CHEATING and deceiving workers out of their rights by local and foreign companies will not be tolerated, under any circumstance, and the Guyana Agricultural and General Workers Union (GAWU) Oil and Gas Branch will be engaging the Ministry of Labour to ensure the laws are complied with.

In a press statement on Monday, GAWU’s Oil and Gas Branch recalled a recent engagement with a well-known and very popular recruitment agency in the oil-and- gas sector.

“The workers who are assigned to the workshop of a foreign-owned oil and gas enterprise operating in Guyana informed our union that their lawful workplace rights were not being upheld. The workers shared that the recruitment agency, in its contract of employment with the employees, required them to provide their own steel-toe safety boots,” GAWU stated.

The entire episode, GAWU noted, brings into focus the advice being provided by locals to foreign oil companies.

“We have to wonder whether these ‘professionals’ are really knowledgeable. Certainly, whatever is the case, it is disturbing and disheartening. While we welcome the ministry’s forthright intervention, at the same time we recognise not all workers may not have access to the ministry, and they may be some who are unaware that their rights are violated, and they are victims of exploitation at the workplace,” the Union underscored.

Under the Occupational Safety and Health (OSH) Act, the Union noted, the law obligates employers to provide their employees with appropriate Personal Protective Equipment (PPE).

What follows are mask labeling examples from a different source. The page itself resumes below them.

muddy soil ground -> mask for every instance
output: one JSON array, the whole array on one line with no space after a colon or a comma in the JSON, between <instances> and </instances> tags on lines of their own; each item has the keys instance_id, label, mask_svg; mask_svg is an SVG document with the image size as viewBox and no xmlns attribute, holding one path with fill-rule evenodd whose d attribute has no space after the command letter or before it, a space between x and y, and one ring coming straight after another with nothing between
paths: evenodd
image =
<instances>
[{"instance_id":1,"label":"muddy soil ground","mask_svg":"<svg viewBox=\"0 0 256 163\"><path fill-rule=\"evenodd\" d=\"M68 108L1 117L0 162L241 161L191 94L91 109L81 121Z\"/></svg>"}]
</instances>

The recruitment agency, the Union noted, told some workers who did not have boots that those footwear could be purchased by the agency, but the cost would have to be recovered by way of deductions from their salaries. Again, this flies in the face of the OSH Act, GAWU said.

After engaging the workers, the Union wrote the Ministry of Labour, drawing the matter to their attention.
The ministry, the Union stated, then engaged the recruitment agency, and informed them that they must be compliant with the Laws of Guyana.

“It is understood that the agency sought to offer feeble and unconvincing rationales for its contractual provisions. Of course, the ministry underlined that the law must be upheld,” GAWU added.

Noting that the agency informed the affected workers that they ought to have handled the matter differently, as the foreign client was upset, GAWU stated, “We, at this time, wonder how differently the matter could have been handled, when the agency had an explicit contractual provision. At the same time, we contend the client had a responsibility to ensure that agent/s acting on their behalf were complaint with the Laws of Guyana.”
The issue of agency employment in the sector is contributing to disrespect to the Guyanese workers, GAWU said.

It is disappointing, the Union noted, that a matter as straightforward as this had to require the involvement of the Ministry of Labour before it could have been resolved.

“Our own review of contracts of employment issued by recruitment agencies have confirmed that many practices Guyanese workers have become accustomed to are simply absent,” GAWU said.

It added: “We have seen, in several contracts, that workers, though entitled to uncertified sick days, cannot benefit from such entitlement unless their employer is satisfied that they are indeed ill. In our view, the employer is basically having the power to tell an employee when they can be ill, and when they are not. With the practice of agency employment, the question as to who really the employer is up in the air, at this point, as those who give the employees direction are not the ones who employed them.”